The prime minister, Theresa May, stressed in a speech before the referendum that the UK was safer as a member of the EU because of EU cooperation in tracking down terrorists and international criminals.
On UK participation in the European arrest warrant, May said: “It has been used to get terror suspects out of the country and bring terrorists back here to face justice. In 2005, Hussain Osman – who tried to blow up the London underground on 21/7 – was extradited from Italy using the arrest warrant in just 56 days. Before it existed, it took 10 long years to extradite Rachid Ramda, another terrorist, from Britain to France.”
But unless a special new arrangement can be forged, the UK participation will be weakened.
In the same speech, May praised an EU directive which gives police and security services access to information held in other member states about the movements on flights of terrorists and organised criminals. “Most importantly, this agreement will make us all safer. But it also shows two advantages of remaining inside the EU. First, without the kind of institutional framework offered by the European Union, a complex agreement like this could not have been struck across the whole continent, because bilateral deals between every single member state would have been impossible to reach.”

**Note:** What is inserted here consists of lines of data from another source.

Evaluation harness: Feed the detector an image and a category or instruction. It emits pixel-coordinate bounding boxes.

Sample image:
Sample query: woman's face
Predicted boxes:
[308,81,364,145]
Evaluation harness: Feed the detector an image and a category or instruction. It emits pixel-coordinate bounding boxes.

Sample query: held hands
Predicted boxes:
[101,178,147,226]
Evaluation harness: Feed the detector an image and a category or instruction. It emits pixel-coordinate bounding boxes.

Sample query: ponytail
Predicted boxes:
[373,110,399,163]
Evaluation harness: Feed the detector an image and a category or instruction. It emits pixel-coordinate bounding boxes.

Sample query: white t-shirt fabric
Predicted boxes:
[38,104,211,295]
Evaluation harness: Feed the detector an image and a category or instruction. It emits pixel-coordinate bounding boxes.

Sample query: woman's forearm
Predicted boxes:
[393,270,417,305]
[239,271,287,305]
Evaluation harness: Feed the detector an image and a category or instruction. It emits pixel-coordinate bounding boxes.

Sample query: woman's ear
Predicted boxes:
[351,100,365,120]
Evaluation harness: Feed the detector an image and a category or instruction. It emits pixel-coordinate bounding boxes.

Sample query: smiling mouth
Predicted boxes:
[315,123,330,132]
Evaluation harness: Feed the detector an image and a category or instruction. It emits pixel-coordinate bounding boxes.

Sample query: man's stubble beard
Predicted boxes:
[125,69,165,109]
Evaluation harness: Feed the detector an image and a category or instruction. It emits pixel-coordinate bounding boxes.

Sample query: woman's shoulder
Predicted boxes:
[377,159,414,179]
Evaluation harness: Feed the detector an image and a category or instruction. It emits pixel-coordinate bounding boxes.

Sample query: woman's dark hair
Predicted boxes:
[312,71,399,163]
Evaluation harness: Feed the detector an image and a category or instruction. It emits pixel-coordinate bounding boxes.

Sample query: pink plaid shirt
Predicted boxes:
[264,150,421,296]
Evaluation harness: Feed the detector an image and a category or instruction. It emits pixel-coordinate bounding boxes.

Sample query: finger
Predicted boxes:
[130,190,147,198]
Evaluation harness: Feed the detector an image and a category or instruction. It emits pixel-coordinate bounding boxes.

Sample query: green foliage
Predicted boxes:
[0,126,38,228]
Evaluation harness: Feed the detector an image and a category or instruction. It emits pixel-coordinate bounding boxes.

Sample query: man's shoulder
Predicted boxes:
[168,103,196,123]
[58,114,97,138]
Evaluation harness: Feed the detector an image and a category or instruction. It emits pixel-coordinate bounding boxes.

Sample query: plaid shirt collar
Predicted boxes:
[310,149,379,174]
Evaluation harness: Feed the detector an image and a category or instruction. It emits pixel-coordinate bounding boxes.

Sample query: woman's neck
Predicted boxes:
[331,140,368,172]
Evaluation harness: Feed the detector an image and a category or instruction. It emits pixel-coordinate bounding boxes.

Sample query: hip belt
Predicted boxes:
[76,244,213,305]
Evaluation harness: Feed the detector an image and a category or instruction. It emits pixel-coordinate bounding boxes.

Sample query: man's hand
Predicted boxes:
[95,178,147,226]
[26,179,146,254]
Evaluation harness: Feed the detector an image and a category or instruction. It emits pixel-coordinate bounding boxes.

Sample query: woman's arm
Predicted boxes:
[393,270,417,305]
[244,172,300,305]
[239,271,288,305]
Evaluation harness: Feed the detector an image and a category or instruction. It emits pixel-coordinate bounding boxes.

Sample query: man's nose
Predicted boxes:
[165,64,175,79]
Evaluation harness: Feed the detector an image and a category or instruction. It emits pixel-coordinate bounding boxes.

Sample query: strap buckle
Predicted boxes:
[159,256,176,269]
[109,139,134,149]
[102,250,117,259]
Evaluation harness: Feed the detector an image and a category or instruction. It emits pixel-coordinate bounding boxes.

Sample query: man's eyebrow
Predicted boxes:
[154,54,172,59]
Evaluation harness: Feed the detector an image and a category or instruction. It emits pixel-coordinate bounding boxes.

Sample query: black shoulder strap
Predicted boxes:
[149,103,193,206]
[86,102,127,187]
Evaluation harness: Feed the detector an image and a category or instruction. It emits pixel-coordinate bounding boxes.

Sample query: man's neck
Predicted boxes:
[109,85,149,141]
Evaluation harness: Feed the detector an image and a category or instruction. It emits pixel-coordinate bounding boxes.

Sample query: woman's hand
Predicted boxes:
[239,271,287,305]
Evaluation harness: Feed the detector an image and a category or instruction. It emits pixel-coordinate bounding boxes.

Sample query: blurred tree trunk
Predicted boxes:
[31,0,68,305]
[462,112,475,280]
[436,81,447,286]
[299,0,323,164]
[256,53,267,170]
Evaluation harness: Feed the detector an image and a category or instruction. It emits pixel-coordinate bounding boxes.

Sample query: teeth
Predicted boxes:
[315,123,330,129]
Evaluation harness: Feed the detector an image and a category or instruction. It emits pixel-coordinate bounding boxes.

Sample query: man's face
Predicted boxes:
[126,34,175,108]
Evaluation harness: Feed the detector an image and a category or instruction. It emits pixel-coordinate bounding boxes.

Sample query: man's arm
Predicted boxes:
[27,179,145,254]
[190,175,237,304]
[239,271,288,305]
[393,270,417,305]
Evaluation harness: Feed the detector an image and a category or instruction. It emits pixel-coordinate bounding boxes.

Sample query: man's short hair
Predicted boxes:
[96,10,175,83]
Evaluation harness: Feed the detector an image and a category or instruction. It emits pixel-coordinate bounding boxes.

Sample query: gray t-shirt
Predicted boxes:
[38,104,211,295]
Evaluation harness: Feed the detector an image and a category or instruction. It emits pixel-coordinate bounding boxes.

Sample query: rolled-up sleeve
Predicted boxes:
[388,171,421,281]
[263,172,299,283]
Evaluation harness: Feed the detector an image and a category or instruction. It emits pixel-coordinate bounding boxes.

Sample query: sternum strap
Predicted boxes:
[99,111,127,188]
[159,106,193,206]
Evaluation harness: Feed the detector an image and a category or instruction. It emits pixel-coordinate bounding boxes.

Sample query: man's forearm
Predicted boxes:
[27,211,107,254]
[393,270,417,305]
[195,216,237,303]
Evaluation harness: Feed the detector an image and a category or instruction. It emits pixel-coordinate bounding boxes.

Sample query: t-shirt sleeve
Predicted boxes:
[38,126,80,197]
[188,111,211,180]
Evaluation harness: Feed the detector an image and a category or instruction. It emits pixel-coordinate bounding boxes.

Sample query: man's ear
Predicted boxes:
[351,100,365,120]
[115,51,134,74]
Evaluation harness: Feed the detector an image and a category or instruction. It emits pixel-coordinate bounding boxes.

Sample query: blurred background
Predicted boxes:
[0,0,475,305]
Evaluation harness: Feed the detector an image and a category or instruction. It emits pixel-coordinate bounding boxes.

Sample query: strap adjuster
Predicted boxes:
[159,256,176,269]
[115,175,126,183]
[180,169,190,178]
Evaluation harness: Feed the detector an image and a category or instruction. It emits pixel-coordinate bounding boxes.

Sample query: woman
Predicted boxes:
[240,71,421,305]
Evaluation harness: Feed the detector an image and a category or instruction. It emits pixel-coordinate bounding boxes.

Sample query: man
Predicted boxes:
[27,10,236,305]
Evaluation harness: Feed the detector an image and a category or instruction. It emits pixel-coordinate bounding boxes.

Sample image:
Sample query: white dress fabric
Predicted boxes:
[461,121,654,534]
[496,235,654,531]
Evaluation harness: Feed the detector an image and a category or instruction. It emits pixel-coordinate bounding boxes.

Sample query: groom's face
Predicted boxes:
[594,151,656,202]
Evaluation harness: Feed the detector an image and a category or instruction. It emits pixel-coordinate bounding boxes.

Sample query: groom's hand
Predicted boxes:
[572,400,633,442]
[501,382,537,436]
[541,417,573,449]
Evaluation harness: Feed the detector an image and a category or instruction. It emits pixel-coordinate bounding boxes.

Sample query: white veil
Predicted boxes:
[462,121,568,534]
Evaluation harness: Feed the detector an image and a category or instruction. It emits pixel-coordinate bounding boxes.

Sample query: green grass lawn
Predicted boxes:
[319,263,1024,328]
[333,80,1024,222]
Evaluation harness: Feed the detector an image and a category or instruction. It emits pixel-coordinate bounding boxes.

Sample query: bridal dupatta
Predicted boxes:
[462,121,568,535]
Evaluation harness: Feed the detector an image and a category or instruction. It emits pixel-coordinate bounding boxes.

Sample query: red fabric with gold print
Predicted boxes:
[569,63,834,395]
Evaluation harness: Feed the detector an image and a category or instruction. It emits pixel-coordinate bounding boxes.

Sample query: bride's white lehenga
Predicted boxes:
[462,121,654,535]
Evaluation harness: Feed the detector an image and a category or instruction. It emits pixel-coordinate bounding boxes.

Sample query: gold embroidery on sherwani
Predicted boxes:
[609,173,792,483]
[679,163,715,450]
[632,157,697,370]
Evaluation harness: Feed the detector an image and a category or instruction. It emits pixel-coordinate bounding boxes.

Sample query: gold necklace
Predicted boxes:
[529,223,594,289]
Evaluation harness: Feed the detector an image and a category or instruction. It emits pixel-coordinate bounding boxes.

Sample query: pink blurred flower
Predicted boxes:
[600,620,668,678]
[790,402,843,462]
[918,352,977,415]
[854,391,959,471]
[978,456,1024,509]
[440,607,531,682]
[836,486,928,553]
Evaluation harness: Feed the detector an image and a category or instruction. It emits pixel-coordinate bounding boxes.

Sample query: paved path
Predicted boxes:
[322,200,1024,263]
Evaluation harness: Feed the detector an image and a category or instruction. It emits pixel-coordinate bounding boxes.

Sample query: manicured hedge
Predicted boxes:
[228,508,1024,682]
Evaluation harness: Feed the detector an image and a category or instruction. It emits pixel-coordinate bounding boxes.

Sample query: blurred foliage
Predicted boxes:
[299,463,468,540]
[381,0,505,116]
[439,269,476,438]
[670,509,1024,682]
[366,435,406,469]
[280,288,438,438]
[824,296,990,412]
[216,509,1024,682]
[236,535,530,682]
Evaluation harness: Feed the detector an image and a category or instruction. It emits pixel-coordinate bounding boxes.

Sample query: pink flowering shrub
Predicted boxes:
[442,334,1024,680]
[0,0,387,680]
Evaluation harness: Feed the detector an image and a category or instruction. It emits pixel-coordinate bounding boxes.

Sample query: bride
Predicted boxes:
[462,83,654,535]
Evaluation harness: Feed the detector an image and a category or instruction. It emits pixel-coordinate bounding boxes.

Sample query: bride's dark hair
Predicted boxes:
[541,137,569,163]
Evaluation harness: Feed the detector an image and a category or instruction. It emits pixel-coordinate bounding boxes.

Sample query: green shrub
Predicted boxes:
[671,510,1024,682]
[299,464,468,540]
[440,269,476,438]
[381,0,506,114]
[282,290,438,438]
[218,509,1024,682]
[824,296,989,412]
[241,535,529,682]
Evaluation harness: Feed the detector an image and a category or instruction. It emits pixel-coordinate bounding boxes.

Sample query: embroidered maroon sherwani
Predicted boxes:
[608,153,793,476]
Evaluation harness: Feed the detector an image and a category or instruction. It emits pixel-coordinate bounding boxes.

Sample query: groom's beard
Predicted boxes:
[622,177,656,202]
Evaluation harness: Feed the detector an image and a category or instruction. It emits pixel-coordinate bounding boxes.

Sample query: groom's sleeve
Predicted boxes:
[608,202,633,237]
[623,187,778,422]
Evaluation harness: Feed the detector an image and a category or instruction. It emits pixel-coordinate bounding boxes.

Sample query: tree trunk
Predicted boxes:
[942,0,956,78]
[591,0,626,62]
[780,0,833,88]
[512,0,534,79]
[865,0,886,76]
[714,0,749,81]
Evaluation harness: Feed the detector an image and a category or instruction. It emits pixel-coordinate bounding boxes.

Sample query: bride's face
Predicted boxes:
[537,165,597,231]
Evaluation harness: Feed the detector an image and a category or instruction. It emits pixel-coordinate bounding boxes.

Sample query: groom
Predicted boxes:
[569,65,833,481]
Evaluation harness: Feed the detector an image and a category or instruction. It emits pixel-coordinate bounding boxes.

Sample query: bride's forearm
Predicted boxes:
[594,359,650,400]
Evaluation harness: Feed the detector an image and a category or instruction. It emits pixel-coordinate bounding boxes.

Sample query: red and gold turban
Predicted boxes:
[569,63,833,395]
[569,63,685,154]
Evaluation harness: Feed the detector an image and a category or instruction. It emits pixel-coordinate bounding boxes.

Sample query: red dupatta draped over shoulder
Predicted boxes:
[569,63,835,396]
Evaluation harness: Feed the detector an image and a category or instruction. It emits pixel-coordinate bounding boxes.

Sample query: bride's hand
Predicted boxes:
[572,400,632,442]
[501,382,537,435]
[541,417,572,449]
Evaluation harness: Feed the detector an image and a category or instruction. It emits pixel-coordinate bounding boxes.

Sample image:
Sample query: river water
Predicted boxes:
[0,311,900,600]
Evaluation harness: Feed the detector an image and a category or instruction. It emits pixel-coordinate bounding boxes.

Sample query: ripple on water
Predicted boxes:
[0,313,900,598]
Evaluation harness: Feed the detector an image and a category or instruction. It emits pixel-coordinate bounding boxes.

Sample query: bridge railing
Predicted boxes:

Vaz said his immediate concern was that the UK had to opt in to a revised deal on how Europol, the EU’s criminal intelligence agency, is run if it is to retain its involvement and keep key UK staff at its headquarters in The Hague, beyond May next year. The director of Europol, Rob Wainwright, is British.
Vaz, who also warned before the referendum of serious security implications for the UK in the event of Brexit, said: “Theresa May knows how important this is but she put off a decision to opt back in to the new Europol structures as home secretary, saying this could be done later. This is now urgent. If we do not opt in by January, the UK will cease to have any involvement and its staff will have to leave by May next year. Then we will have a weaker relationship even than the US, which has its own relationship with Europol.
“After what has been happening across Europe, it is essential that we keep our counter-terrorism links with the EU.”
Rudd was a leading light on the remain side during the referendum campaign and will now have to negotiate with the UK’s EU partners about the links a country outside the union can maintain.
May added in her speech in April that the benefits were beyond question. “In the last year, we have been able to check the criminal records of foreign nationals more than 100,000 times. Checks such as these mean we have been able to deport more than 3,000 European nationals who posed a threat to the public. The police will soon be able to check DNA records for EU nationals in just 15 minutes. Under the old system it took 143 days.”
A government source said detailed discussion within government on how to proceed would be taking place in the coming weeks and months.